Ainsi, selon moi, l’instauration d’une autorité administrative indépendante impose au contraire au législateur de définir ce qu’il veut confier à cette autorité et les lignes directrices de la régulation qu’il lui demande de mettre en œuvre. On peut même observer un processus d’allers et retours, d’itérations, parce qu’on s’aperçoit à l’expérience que le champ de régulation, notamment en matière de concurrence, demande à être précisé, clarifié, par la loi.

Il n’existe donc pas d’antagonisme institutionnel entre le législateur et les autorités indépendantes, à tel point que je rejoindrai entièrement l’incertitude conclusive de notre rapporteur portant sur la participation des parlementaires aux autorités administratives indépendantes.
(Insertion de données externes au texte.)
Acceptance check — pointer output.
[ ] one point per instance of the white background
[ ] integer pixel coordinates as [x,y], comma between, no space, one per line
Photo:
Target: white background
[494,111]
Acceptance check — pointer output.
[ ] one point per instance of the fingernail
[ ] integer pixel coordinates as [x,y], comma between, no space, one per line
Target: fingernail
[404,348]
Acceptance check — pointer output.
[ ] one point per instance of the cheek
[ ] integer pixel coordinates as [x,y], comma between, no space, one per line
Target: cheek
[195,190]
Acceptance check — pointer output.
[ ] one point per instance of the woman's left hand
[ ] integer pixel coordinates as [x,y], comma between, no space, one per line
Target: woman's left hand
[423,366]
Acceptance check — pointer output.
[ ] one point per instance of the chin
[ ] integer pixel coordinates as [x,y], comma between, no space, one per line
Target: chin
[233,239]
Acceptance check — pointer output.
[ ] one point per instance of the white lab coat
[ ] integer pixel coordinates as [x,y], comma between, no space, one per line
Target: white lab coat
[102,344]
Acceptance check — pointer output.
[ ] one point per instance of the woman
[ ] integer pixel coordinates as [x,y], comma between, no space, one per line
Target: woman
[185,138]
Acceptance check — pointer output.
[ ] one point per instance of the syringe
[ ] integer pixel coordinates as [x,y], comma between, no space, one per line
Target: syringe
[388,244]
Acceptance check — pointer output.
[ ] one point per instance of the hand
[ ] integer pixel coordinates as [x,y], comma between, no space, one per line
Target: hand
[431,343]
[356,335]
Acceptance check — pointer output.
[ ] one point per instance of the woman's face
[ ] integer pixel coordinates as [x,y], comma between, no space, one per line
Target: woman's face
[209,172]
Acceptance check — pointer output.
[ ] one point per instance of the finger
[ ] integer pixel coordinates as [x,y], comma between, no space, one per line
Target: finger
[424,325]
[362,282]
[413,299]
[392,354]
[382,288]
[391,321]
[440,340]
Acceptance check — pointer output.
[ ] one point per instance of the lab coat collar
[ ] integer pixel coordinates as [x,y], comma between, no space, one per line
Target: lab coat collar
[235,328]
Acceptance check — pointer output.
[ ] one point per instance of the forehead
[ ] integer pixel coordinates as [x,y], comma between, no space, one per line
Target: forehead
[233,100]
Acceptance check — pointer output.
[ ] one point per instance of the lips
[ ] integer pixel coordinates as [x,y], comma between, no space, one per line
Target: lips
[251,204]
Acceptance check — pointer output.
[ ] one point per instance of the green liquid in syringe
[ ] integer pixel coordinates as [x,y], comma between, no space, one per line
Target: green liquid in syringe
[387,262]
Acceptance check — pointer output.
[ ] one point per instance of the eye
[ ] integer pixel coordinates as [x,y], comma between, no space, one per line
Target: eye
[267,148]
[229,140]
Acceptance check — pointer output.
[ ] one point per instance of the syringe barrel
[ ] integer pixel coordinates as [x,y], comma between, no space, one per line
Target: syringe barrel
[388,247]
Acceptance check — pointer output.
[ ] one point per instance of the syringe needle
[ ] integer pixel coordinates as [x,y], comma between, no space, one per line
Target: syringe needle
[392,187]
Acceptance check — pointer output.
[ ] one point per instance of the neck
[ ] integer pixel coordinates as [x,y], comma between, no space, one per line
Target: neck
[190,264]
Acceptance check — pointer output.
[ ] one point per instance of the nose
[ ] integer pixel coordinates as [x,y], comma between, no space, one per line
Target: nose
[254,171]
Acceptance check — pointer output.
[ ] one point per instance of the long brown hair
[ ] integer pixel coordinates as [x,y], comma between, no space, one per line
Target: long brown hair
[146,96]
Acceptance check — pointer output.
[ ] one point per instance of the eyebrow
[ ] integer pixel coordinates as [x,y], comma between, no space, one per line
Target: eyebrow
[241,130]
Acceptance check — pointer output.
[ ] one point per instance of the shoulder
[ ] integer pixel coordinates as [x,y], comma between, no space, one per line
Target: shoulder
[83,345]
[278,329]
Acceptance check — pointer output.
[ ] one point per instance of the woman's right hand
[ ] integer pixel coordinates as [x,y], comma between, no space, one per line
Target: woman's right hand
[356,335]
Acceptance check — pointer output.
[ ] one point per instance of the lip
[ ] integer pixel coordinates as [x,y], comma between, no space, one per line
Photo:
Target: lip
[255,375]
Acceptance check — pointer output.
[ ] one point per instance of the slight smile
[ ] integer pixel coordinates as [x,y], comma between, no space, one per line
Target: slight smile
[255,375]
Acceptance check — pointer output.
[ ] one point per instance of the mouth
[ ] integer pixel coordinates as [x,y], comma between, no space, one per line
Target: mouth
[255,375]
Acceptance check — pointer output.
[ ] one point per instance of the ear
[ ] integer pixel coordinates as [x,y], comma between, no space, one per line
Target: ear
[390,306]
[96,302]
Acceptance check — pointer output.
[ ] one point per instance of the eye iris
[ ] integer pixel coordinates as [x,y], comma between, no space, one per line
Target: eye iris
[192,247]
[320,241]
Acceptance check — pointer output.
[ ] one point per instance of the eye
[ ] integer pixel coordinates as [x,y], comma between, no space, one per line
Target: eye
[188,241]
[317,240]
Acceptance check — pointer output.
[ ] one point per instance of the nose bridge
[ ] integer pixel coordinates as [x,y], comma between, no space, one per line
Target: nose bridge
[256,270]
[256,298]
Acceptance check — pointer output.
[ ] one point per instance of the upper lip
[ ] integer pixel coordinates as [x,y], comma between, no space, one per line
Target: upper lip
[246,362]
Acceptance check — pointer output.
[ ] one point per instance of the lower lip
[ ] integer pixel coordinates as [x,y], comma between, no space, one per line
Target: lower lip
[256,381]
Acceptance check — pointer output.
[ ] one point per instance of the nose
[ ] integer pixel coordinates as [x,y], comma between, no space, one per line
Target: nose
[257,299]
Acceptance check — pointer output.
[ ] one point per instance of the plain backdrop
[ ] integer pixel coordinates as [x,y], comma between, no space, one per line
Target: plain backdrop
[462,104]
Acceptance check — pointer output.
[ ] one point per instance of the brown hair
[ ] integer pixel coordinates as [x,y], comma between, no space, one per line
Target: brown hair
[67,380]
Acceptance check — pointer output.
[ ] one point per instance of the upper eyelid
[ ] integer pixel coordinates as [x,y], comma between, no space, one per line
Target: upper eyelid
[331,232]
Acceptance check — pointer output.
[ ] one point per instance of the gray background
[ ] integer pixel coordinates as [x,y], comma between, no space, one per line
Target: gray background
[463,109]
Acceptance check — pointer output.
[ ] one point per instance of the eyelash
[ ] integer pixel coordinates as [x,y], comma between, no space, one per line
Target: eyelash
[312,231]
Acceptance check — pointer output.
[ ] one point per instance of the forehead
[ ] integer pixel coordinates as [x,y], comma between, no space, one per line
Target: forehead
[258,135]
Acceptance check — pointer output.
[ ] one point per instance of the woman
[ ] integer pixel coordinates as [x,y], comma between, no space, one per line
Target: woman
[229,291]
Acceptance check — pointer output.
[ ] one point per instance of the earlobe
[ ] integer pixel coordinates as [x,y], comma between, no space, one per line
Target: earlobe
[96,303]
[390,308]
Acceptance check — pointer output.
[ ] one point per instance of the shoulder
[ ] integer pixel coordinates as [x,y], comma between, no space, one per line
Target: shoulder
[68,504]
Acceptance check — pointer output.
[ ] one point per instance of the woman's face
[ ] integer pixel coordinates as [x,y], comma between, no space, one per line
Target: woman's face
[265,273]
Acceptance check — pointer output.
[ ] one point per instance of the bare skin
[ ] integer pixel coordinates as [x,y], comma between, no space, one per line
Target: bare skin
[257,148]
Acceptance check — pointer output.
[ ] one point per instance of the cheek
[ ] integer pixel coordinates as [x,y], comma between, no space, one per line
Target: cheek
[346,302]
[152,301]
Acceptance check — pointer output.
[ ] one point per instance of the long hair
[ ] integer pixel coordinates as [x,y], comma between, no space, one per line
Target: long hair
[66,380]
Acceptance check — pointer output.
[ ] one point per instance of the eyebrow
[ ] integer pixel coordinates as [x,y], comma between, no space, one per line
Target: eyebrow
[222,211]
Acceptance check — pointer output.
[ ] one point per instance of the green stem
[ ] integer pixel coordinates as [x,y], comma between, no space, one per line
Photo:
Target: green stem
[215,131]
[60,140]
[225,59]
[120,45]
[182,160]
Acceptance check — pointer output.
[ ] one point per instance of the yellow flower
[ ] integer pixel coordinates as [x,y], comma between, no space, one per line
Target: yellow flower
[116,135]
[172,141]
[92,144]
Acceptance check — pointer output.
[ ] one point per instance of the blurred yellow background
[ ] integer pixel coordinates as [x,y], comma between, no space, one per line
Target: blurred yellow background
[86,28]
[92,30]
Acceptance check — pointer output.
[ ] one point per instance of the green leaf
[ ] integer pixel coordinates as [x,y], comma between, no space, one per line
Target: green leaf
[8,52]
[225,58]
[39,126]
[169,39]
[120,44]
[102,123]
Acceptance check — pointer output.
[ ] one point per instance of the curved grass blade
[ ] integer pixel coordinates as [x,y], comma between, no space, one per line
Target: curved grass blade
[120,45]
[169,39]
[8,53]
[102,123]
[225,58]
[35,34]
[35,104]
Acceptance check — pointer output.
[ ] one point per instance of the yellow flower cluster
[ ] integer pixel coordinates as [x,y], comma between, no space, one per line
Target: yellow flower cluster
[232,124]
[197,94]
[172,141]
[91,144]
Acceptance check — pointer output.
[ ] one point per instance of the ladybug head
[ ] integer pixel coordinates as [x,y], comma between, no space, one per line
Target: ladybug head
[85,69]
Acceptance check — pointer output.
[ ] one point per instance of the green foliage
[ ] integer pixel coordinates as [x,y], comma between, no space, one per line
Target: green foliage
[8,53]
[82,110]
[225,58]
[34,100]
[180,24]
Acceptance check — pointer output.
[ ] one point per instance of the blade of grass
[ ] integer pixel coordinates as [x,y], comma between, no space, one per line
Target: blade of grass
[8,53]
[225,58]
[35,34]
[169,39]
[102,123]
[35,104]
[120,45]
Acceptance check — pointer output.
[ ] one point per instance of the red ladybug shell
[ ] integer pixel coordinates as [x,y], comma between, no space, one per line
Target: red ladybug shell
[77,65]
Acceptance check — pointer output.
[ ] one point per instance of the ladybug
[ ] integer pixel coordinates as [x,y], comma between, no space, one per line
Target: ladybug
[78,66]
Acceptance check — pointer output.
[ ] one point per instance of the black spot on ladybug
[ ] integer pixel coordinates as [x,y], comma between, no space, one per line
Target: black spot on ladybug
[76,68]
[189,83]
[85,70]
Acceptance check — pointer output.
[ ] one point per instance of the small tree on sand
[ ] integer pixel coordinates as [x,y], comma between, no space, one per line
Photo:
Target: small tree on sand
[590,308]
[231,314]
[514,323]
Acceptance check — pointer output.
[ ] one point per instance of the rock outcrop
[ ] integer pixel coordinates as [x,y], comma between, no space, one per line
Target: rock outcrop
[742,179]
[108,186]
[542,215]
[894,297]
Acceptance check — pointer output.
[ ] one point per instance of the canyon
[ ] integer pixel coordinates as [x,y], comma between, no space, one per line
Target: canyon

Au fond, nous ne sommes pas arrivés à trouver une bonne réponse de principe à ce problème. Dans plusieurs cas, le Parlement a décidé, après réflexion, de prévoir la présence de parlementaires au sein de collèges d’AAI, et cela pouvait sembler judicieux. Néanmoins, si le Parlement fixe le cadre des autorités administratives indépendantes à travers la législation puis contrôle leur activité à travers leurs rapports, il n’est pas forcément heureux que des parlementaires appartiennent à leur collège.

Nous avons ainsi, les uns et les autres, accepté, souvent avec plaisir, de siéger dans plus de 150 commissions consultatives, à ma connaissance ; nous en avions parlé lors de la réforme des méthodes de travail du Sénat. Nous y jouons alors le rôle de conseillers de l’exécutif – ce qui n’est pas forcément la vocation du Parlement – et, même si cela n’est pas idéal du point de vue des principes, ceux qui y participent retirent de l’intérêt de l’échange institutionnel, qui peut aussi être utile, et ils peuvent exercer une influence modératrice ou créative auprès de l’exécutif.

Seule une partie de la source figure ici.